Were you injured during a hospital stay? Many of us are terrified of doctors — and more so of surgeries — without the threat of injury. But medical malpractice is common, and cases that stem from medical malpractice are becoming more common all over the country. Medical malpractice cases are tricky because they rely on proving the defendant was negligent in the care provided to the plaintiff. How does one accomplish this feat?

It’s not easy to prove that someone else failed to provide a normal standard of medical care — especially if you were unconscious when the mistakes led to injury. But that’s exactly what you have to do in order to win your case.
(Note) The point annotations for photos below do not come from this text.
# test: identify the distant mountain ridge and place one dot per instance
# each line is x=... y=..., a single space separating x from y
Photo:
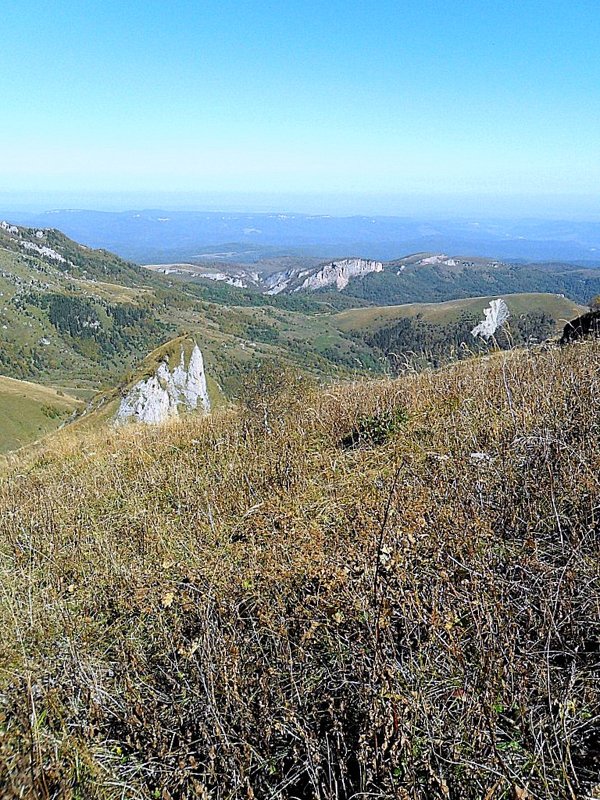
x=159 y=236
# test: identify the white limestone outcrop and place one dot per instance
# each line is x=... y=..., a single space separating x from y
x=164 y=394
x=339 y=273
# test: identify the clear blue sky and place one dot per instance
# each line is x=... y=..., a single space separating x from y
x=414 y=96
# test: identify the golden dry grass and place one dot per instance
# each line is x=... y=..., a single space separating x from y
x=240 y=606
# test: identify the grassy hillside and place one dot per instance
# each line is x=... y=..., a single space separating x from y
x=28 y=411
x=388 y=589
x=561 y=309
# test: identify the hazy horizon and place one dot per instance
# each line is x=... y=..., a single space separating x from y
x=459 y=206
x=494 y=105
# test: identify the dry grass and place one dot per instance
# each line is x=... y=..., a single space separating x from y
x=212 y=609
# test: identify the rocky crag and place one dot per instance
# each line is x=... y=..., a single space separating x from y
x=166 y=393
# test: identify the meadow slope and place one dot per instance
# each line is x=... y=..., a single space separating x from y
x=383 y=589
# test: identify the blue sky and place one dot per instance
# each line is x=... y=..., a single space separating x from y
x=418 y=97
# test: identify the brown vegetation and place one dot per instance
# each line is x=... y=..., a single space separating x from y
x=233 y=608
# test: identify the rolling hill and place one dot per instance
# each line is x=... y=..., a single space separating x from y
x=28 y=411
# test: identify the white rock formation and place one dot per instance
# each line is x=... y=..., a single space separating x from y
x=161 y=396
x=338 y=273
x=494 y=317
x=42 y=250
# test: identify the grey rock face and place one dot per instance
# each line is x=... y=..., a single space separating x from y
x=165 y=393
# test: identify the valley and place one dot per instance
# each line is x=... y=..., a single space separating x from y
x=85 y=321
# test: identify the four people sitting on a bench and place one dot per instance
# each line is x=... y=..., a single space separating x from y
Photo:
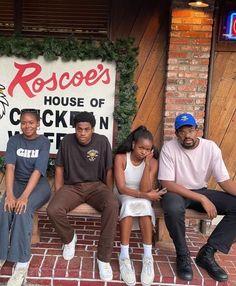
x=83 y=173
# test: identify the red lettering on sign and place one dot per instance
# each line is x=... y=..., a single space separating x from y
x=28 y=79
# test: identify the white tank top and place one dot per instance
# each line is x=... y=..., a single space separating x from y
x=133 y=174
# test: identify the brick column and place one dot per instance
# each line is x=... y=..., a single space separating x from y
x=188 y=63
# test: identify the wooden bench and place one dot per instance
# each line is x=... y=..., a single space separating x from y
x=161 y=236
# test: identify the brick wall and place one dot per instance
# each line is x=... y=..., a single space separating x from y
x=188 y=62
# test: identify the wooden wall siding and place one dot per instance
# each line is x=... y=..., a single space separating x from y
x=222 y=119
x=147 y=23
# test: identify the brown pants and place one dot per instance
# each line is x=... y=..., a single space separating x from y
x=98 y=196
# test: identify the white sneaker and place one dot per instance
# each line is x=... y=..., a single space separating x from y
x=127 y=272
x=105 y=270
x=147 y=274
x=2 y=263
x=69 y=249
x=17 y=277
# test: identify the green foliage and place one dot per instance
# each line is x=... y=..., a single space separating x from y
x=122 y=52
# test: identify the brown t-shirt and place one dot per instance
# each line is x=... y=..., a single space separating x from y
x=84 y=163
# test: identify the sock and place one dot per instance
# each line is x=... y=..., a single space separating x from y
x=147 y=248
x=22 y=265
x=124 y=251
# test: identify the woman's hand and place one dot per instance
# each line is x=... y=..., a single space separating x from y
x=21 y=204
x=148 y=158
x=154 y=195
x=10 y=203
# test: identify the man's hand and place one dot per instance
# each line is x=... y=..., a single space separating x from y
x=10 y=203
x=209 y=207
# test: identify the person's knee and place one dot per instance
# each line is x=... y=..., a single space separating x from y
x=52 y=210
x=173 y=210
x=112 y=204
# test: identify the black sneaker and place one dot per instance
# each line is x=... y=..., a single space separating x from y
x=206 y=260
x=183 y=267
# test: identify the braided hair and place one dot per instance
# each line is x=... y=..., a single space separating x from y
x=139 y=133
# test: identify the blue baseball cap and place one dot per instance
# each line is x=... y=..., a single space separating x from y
x=184 y=119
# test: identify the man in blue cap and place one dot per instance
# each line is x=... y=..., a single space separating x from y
x=186 y=164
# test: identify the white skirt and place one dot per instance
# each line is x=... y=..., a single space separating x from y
x=135 y=207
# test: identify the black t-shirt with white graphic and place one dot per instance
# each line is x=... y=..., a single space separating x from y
x=27 y=155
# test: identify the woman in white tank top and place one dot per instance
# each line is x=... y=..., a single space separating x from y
x=135 y=171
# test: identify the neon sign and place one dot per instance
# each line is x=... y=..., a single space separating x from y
x=231 y=26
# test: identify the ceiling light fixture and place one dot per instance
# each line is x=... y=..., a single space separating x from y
x=198 y=4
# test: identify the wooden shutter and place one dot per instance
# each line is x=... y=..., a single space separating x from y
x=6 y=16
x=83 y=18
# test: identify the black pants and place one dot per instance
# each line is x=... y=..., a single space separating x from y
x=223 y=235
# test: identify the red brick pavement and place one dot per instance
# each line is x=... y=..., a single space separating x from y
x=47 y=267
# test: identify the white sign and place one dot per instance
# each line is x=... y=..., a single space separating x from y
x=59 y=90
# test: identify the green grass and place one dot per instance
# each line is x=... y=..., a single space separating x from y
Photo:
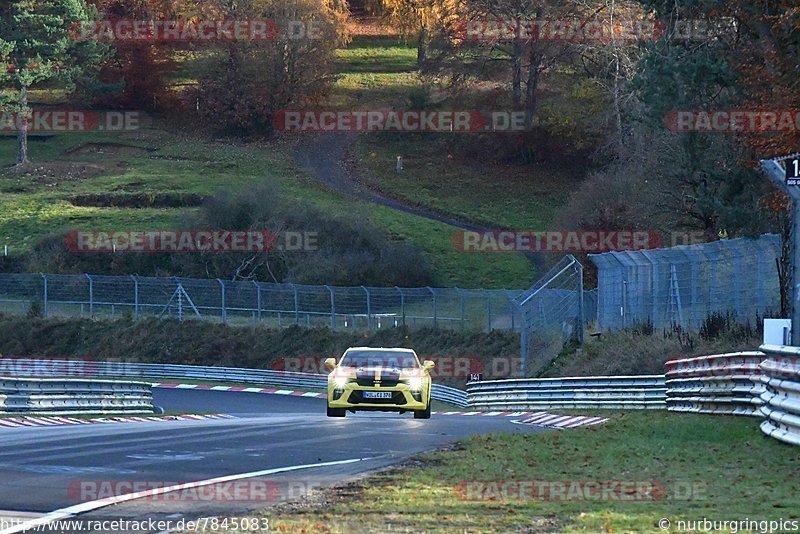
x=499 y=196
x=375 y=72
x=713 y=467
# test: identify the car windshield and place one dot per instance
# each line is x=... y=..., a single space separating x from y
x=383 y=358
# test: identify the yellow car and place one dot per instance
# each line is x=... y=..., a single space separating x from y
x=387 y=380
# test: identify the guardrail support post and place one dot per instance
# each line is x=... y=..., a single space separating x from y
x=135 y=297
x=44 y=291
x=333 y=308
x=91 y=296
x=222 y=301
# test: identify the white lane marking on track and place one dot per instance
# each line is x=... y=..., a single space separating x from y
x=70 y=511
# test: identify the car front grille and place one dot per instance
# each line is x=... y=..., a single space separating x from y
x=370 y=382
x=357 y=397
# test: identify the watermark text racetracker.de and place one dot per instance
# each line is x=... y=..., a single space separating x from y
x=203 y=524
x=733 y=526
x=71 y=120
x=574 y=30
x=209 y=241
x=226 y=30
x=457 y=121
x=554 y=240
x=734 y=120
x=580 y=490
x=245 y=491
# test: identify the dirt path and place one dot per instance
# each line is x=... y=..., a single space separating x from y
x=324 y=156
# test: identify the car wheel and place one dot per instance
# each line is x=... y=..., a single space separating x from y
x=336 y=412
x=423 y=414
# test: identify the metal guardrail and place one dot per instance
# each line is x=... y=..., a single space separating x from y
x=74 y=396
x=781 y=396
x=606 y=392
x=719 y=384
x=264 y=377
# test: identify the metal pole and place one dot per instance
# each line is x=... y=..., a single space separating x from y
x=461 y=298
x=795 y=272
x=91 y=296
x=222 y=300
x=333 y=308
x=778 y=174
x=296 y=305
x=402 y=304
x=44 y=308
x=258 y=299
x=369 y=309
x=433 y=296
x=581 y=311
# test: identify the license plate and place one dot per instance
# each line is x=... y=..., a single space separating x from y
x=377 y=394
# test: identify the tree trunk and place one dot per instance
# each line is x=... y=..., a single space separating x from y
x=421 y=54
x=533 y=83
x=22 y=132
x=516 y=75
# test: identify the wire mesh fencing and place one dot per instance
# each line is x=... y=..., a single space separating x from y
x=682 y=286
x=553 y=312
x=242 y=302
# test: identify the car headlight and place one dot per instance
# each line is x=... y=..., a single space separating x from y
x=415 y=383
x=340 y=381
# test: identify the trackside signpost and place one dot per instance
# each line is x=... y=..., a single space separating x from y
x=785 y=173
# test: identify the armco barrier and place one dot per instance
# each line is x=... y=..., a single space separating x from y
x=74 y=396
x=605 y=392
x=722 y=384
x=51 y=367
x=781 y=395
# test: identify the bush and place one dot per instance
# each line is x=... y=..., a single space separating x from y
x=349 y=250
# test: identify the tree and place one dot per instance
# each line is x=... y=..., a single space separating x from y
x=250 y=80
x=36 y=45
x=139 y=70
x=422 y=20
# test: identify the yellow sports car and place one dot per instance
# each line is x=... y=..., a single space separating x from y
x=387 y=380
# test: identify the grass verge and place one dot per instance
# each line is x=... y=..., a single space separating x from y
x=711 y=467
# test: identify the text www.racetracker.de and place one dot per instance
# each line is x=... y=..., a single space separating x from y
x=203 y=524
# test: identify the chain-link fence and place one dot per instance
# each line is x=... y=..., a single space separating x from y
x=360 y=308
x=682 y=286
x=553 y=313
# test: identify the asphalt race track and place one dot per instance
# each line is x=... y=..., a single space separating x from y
x=42 y=469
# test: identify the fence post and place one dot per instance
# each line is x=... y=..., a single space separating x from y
x=488 y=309
x=135 y=296
x=258 y=299
x=296 y=305
x=581 y=310
x=369 y=308
x=433 y=295
x=461 y=298
x=511 y=308
x=91 y=296
x=402 y=304
x=222 y=301
x=44 y=307
x=333 y=308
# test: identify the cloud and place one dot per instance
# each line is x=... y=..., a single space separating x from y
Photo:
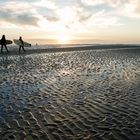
x=128 y=8
x=45 y=3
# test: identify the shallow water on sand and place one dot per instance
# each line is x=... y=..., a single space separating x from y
x=71 y=95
First, you need to find a second (or even third) opinion to verify what the standard of care would be for a patient’s condition. After that, the professionals must help you determine that an injury was likely caused by a medical practitioner’s mistake. This can be a challenge in and of itself because those who work in the same profession won’t want to risk throwing someone else’s career away with a few words.  

Another obstacle is the general sense of unease that you felt going into the hospital in the first place. Deep down, we all expect that there is at least the threat that something will go wrong. People make mistakes. Accidents happen. Sometimes things just don’t go our way. Because those are well established facts in a hospital, it can be difficult to place blame where it might belong.

Your case will be easy or difficult depending on the details. Did your surgeon leave a piece of gauze or a medical instrument inside your body? That’s a pretty big error, and hospitals have no real excuse. It’s too blatant to defend. That means your lawsuit will be easier.

But often the mistakes aren’t so obvious. Sometimes it comes down to a simple misdiagnosis. If a doctor misses critical details that would have reduced the chance of a long-term illness becoming much worse, then you have a strong foundation for a case. Did your doctor already have a diagnosis but fail to notify you? That’s another reason you might want to sue.

Another factor in determining the outcome of a medical malpractice case is what you desire from it. What are you looking for? An apology? Compensation for just your injuries? Or are you looking for much more? Speaking with a medical malpractice attorney about the details of your case will provide you with a much better idea of what might be achieved in court.